Generally, marine running lights on larger vessels and workboats such as Tug boats mostly operate off 120 VAC. Many of these boats have alarm panels that sound an alarm if one of the running lights burns out. As long as the current drain appreciably drops close to zero, then the alarm panel can detect that a light is burned out. In these systems, each light is connected to its own circuit so if current drain drops appreciably almost to zero an alarm indication is displayed. Also, a break in the wiring can drop the current to zero and cause the panel to sound the alarm.
Typically, most of the lights on workboats are operated off 120 VAC, therefore a single lamp runs on one circuit. When a filament of a light burns out, the current immediately drops to zero and an alarm panel can detect the drop in current and sound an alarm for the burned out lamp. An alarm panel may, for example, detect a drop in current directly. Alternatively, an alarm panel may detect a loss of a voltage drop across a resistor, such loss corresponding to a drop in current.
With the implementation of LEDs into these types of circuits, a low voltage supply is required. Also, the LEDs drain much less than incandescent lamps so the alarm panels would indicate lamp failure even though the LEDs were still giving off light. One way of obtaining low voltage is by use of a step down transformer. However, transformers have idle currents, or eddy currents, and therefore there would be a current in the primary winding when no load is connected to the secondary winding of the transformer. Under these conditions, alarm panels will not detect a burned out LED or low voltage incandescent bulb because there is always some primary current. Unfortunately, this primary current is considerable and unless the alarm panels are adjusted precisely, an alarm will not sound. This makes operation of the alarm panels presently in use virtually impossible or impractical with these new types of LEDs or low power incandescent lights.
With reference to FIG. 1, a typical alarm panel circuit 100 with a current sensing relay is illustrated. In FIG. 1, when current I passes through relay coil 110, contacts 120 will remain open. Incandescent lamp 130 is connected to relay coil 110 and contacts 120 through equipotential points 150 and 160. If there is a break in the wiring or incandescent lamp 130 fails, the current drops, which causes contacts 120 to close and alarm 140 to sound. Incandescent lamp 130 may operate on either 120 VAC or 12 VDC. With reference to FIG. 2, a typical alarm panel circuit 200 with a voltage sensing device, such as a comparator, rather than a current sensing device, is illustrated. In FIG. 2, when current flows through electrical circuit 200, incandescent lamp 210 is lit and there is a voltage drop across resistors 220 and 222. Incandescent lamp 210 is connected to the other portions of electrical circuit 200 through equipotential points 260 and 270. Incandescent lamp 210 may operate on 120 VAC or 12 VDC. As long as this voltage appears across resistor 220, comparator 230, which compares the voltage between + and −, keeps transistor 240 on and the circuit to alarm 250 open. If, however, the voltage drop across resistor 220 falls below a predetermined threshold value due to a failure of incandescent lamp 210 or wiring problems, comparator 230 turns transistor 240 off, which closes the circuit causing alarm 250 to sound thereby indicating that incandescent lamp 210 is out.
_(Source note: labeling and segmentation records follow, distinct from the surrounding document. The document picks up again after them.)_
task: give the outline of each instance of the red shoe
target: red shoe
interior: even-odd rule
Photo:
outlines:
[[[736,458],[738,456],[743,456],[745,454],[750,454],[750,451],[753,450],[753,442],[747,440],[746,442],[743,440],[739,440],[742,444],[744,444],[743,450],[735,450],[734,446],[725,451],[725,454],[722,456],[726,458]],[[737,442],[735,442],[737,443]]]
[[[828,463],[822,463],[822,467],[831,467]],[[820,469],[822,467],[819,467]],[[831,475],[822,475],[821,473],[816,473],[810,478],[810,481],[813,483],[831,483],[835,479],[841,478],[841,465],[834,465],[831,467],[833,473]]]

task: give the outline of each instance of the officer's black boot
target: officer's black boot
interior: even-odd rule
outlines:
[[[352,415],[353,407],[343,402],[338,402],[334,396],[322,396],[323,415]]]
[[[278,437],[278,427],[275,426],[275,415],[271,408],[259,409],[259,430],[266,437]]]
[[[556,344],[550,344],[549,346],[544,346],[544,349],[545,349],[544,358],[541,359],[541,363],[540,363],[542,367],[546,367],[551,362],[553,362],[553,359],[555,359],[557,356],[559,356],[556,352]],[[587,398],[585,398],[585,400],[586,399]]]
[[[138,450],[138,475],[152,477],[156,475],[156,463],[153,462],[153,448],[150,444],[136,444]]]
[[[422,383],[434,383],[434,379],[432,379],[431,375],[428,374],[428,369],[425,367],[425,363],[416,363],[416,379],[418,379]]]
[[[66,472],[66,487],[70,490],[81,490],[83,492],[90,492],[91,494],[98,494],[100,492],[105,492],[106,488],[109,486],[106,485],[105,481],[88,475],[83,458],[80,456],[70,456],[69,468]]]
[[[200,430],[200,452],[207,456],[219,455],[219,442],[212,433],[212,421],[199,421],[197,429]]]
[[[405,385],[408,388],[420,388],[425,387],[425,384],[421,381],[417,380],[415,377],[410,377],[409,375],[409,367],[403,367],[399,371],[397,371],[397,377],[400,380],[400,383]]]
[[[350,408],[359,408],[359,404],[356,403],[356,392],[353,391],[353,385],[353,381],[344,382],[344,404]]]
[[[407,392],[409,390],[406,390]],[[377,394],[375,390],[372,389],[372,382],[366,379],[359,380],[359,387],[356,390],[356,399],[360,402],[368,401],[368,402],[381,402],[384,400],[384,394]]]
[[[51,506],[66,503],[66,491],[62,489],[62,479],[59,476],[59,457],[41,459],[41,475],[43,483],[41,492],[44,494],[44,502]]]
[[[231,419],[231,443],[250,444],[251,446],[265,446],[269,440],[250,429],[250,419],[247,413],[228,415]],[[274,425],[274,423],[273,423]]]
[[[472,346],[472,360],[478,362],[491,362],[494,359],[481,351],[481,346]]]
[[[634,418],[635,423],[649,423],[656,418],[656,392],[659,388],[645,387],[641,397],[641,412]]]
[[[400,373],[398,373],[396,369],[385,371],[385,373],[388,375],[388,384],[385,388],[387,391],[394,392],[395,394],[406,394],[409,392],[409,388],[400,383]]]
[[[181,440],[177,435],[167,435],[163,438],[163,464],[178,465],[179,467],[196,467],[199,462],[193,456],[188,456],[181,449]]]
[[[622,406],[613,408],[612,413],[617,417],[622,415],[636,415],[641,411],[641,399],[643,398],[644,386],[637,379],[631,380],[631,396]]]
These and other panel designs do not function properly when attached to LEDs, or low voltage incandescent lamp circuits. Similarly, LEDs and low voltage incandescent lamps cannot be installed in conjunction with presently available alarm panels.
LED lamps generally have the following characteristics: LEDs that are not emitting light can nevertheless drain the same amount of, or more, current than LEDs that are emitting light. Because of this, alarm panels will not sound an alarm even though the LEDs are not emitting any light. Also, LEDs require low voltage to operate and a common way of producing low voltage is a step down transformer. However, transformers have current through their primary winding, which indicates no light failure to the alarm panels even though there may be no load on the secondary winding and the LEDs may not be emitting any light. Under these circumstances, a boat would have no navigation light but the alarm panel would not indicate that a problem exists.
Therefore, it would be desirable if boats equipped with alarm panels could accommodate LEDs such that the LEDs would work on the panels without any modification. It would also be desirable if this system could work on low voltage incandescent types of fixtures.